The categorical columns can be 2-dimensional feature as well. 2-dimensional features are derive features by combining 2 categorical columns into one. This is imperative as in certain cases the combination might be unusual as opposed to independent features.
Training the a new model is just two lines of code
Initalize the train object
Let's create a new TrainOulier object and initialize required parameters. Ensure 'cat_cols' and 'datetime_cols' are lists and not array or any other sequence else it will throw an exception.
at = TrainOutlier(95,cat_cols,datetime_cols)

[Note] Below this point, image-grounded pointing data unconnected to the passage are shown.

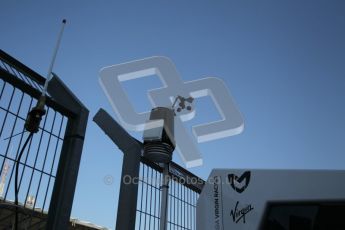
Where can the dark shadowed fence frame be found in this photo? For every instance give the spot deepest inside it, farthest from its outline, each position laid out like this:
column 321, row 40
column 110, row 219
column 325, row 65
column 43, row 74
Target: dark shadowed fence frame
column 140, row 198
column 49, row 167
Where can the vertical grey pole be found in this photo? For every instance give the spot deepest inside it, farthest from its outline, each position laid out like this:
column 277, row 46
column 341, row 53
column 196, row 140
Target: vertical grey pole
column 164, row 202
column 127, row 206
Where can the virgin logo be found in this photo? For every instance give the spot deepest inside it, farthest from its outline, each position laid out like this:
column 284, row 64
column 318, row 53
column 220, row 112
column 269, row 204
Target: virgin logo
column 239, row 184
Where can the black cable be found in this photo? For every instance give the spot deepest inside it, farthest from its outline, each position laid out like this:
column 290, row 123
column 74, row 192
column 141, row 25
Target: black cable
column 16, row 186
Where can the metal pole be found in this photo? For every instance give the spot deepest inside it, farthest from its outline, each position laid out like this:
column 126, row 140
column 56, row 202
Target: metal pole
column 49, row 75
column 164, row 202
column 127, row 206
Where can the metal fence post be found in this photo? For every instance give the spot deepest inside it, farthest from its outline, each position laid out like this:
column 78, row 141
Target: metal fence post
column 66, row 179
column 164, row 202
column 126, row 212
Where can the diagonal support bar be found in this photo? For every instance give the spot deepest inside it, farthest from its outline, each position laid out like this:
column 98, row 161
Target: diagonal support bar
column 132, row 149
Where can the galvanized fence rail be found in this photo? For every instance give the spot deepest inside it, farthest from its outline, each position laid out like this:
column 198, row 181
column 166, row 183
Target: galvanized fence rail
column 140, row 196
column 49, row 167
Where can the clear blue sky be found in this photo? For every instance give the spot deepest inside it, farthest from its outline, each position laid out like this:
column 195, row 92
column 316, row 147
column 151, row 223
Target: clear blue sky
column 284, row 62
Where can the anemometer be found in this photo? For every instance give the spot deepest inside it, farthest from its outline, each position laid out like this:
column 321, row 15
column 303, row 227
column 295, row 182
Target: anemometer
column 34, row 118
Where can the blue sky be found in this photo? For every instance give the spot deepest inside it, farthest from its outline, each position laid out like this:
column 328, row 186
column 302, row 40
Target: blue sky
column 283, row 61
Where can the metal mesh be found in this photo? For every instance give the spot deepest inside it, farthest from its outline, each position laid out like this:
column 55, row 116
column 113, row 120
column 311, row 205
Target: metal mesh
column 181, row 202
column 38, row 165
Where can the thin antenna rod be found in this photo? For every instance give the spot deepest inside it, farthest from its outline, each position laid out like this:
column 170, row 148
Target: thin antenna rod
column 44, row 91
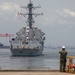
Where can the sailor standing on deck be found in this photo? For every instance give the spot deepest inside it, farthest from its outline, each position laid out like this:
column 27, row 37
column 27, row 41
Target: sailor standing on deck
column 63, row 54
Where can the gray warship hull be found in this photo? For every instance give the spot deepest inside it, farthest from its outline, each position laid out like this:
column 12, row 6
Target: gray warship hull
column 26, row 52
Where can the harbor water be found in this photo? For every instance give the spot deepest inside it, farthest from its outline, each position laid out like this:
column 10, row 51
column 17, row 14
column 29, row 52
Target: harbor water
column 49, row 60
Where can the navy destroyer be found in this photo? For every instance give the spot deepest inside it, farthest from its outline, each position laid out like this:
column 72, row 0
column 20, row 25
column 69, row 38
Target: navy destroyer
column 29, row 40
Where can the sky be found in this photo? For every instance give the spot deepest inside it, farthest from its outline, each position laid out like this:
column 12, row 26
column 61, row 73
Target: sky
column 58, row 21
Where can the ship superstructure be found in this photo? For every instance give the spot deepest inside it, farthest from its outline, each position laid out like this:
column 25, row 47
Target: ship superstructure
column 29, row 40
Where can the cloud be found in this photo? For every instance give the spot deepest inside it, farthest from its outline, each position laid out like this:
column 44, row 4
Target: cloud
column 9, row 7
column 66, row 13
column 69, row 12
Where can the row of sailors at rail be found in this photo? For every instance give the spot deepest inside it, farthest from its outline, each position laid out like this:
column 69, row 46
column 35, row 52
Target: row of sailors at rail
column 22, row 47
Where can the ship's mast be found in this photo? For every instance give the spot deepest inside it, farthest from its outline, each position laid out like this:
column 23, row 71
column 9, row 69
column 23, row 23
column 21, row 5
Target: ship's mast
column 30, row 14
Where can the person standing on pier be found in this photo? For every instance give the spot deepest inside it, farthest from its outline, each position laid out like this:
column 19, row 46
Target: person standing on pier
column 63, row 54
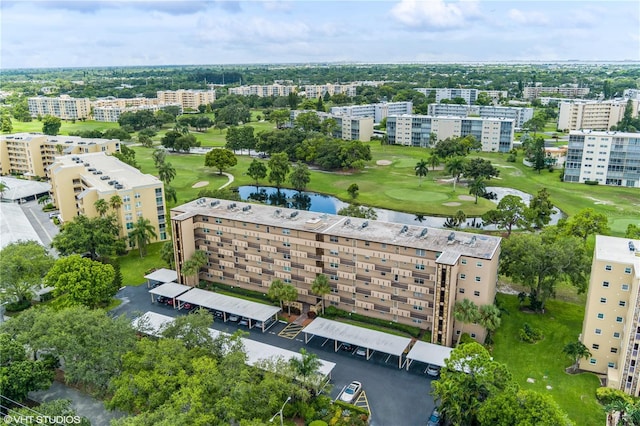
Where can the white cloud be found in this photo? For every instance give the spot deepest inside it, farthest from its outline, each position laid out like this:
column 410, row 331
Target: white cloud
column 435, row 14
column 528, row 18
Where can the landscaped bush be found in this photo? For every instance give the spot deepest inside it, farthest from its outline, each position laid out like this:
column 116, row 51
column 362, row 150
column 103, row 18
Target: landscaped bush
column 529, row 334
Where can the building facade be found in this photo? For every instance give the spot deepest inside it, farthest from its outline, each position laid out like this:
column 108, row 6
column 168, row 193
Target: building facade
column 29, row 154
column 377, row 111
column 519, row 115
column 407, row 274
column 610, row 158
column 592, row 115
column 78, row 181
column 495, row 134
column 611, row 327
column 63, row 107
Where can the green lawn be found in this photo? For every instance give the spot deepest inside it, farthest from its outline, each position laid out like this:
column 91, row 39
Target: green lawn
column 544, row 361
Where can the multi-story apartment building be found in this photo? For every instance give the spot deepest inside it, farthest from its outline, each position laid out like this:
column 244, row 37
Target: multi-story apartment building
column 519, row 115
column 570, row 91
column 78, row 181
column 63, row 107
column 29, row 154
column 610, row 158
column 347, row 128
column 188, row 99
column 377, row 111
column 592, row 115
column 495, row 134
column 611, row 327
column 469, row 95
column 407, row 274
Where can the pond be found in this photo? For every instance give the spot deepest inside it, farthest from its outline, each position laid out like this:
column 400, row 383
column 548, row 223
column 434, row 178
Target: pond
column 321, row 203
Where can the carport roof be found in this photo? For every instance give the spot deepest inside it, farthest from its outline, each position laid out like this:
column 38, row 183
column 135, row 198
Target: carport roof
column 228, row 304
column 170, row 290
column 162, row 275
column 429, row 353
column 376, row 340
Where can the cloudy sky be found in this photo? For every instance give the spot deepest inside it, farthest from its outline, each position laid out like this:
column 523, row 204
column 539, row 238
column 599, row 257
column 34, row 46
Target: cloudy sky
column 79, row 33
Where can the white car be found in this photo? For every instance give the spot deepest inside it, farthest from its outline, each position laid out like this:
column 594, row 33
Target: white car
column 351, row 392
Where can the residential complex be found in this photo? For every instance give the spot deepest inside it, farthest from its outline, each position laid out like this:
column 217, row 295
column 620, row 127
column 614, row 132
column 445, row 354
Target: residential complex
column 377, row 111
column 519, row 115
column 495, row 134
column 592, row 115
column 78, row 181
column 610, row 158
column 63, row 107
column 29, row 154
column 611, row 327
column 407, row 274
column 568, row 91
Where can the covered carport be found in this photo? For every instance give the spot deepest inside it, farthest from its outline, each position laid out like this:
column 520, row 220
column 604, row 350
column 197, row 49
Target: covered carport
column 170, row 291
column 371, row 340
column 161, row 276
column 255, row 312
column 428, row 353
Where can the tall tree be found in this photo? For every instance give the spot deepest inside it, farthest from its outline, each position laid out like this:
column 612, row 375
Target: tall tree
column 278, row 168
column 300, row 176
column 466, row 312
column 321, row 287
column 22, row 266
column 141, row 234
column 421, row 169
column 221, row 159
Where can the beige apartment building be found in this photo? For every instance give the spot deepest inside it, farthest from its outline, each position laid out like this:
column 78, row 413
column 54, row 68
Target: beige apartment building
column 611, row 327
column 402, row 273
column 29, row 154
column 78, row 181
column 188, row 99
column 592, row 115
column 63, row 107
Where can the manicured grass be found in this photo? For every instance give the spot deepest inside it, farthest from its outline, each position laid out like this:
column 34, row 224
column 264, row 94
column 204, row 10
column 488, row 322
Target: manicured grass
column 544, row 361
column 133, row 268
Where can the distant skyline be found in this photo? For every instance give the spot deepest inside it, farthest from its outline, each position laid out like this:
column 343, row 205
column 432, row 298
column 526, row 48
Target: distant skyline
column 42, row 34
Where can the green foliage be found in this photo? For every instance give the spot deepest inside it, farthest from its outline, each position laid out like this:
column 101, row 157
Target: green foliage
column 82, row 281
column 530, row 334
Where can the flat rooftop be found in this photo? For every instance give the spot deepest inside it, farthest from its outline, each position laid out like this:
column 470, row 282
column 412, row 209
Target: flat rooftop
column 98, row 169
column 453, row 243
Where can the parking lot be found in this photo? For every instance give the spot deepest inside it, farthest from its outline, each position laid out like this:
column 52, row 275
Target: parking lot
column 395, row 396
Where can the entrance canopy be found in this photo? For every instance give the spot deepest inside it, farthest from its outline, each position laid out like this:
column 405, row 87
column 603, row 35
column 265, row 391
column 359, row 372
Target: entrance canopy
column 428, row 353
column 359, row 336
column 229, row 305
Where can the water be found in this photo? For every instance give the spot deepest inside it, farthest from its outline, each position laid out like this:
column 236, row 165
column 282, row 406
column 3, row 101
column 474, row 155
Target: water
column 321, row 203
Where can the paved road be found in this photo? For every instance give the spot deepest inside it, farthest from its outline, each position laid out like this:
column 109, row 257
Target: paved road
column 396, row 397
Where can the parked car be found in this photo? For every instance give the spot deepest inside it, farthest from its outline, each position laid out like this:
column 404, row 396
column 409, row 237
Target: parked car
column 434, row 418
column 351, row 392
column 433, row 370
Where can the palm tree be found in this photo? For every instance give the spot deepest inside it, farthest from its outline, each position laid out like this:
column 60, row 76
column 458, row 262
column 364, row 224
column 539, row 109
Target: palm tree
column 142, row 233
column 434, row 161
column 477, row 187
column 489, row 319
column 421, row 170
column 166, row 172
column 320, row 286
column 455, row 167
column 192, row 266
column 101, row 206
column 465, row 311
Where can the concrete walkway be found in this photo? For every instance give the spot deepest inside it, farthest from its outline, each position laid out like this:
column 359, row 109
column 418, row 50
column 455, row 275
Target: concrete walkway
column 85, row 405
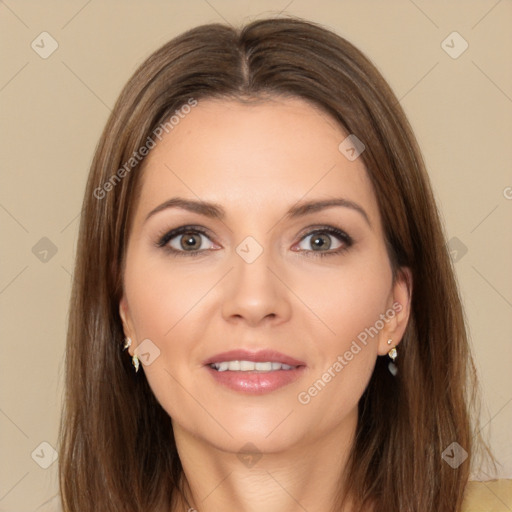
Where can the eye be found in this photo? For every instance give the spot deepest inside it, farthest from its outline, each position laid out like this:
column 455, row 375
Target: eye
column 184, row 241
column 188, row 241
column 321, row 241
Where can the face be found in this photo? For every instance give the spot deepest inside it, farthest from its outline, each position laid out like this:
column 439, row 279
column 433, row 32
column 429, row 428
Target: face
column 308, row 287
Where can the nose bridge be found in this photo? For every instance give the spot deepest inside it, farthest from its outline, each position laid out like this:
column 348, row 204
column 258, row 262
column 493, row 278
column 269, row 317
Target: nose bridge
column 255, row 291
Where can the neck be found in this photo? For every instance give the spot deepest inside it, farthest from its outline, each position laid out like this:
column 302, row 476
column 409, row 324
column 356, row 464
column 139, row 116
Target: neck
column 306, row 476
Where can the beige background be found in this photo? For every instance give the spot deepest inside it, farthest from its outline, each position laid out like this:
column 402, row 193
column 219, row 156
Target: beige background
column 54, row 109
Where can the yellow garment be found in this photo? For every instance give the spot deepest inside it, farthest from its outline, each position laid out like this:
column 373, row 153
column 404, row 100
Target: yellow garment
column 491, row 496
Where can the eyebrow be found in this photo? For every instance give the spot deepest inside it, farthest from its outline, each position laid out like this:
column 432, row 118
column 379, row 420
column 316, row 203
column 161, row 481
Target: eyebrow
column 216, row 211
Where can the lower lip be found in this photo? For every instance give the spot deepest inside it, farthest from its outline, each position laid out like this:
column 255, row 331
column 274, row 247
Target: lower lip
column 256, row 383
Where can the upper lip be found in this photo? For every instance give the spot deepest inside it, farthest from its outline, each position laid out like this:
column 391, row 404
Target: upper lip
column 259, row 356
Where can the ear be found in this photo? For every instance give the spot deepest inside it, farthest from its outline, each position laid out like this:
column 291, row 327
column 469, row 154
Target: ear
column 398, row 311
column 129, row 331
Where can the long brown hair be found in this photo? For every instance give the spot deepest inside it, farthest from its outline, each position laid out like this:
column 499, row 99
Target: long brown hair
column 117, row 450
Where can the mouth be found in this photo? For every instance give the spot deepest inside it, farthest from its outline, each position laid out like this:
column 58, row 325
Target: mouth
column 254, row 372
column 250, row 366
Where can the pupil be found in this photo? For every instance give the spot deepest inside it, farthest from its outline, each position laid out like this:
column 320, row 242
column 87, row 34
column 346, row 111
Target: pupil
column 189, row 241
column 319, row 241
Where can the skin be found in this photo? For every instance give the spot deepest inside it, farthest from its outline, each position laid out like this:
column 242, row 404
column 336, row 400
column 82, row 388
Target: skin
column 258, row 160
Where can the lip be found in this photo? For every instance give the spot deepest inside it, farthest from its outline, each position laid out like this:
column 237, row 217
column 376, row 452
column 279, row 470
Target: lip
column 255, row 382
column 259, row 356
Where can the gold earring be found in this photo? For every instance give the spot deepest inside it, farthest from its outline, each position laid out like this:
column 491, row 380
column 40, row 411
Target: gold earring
column 135, row 359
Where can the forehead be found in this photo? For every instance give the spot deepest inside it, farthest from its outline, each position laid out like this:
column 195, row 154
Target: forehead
column 267, row 155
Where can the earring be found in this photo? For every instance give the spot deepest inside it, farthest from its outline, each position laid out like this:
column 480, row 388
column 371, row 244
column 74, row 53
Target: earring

Make a call to train function to train the model on the data
at.train(df_train)
This trains the model on the data and gives an object of AnomalyTrainer Class. This object needs to passed to the scorer to generate scores for a new observation.
AnomalyScorer
AnomalyScorer class is built to obtain the score of outlier-ness for a new observation of the same data. It uses a sigmoid function to provide a score between 1 to 100. 1 representing most similar to existing data and 100 representing most dissimilar to existing data.
Parameters
It expects 2 parameters to provide a score -
- at - AnomalyTrainer object is the train object created above for training the model
- test_data - It is a dataframe of test data which needs to be scored using the model
The AnomalyScorer obtains the categorical and date time columns that was used at the time of training to predict a score. The test data should have at least one observation.
Predicting a score is a one line code
outliers = PredictOutlier(at,test_data)
outliers.scores
The result is an object of class PredictOutlier which has a scores variable that gives a score(s) between 0 to 1 determining the outlier-ness of the data.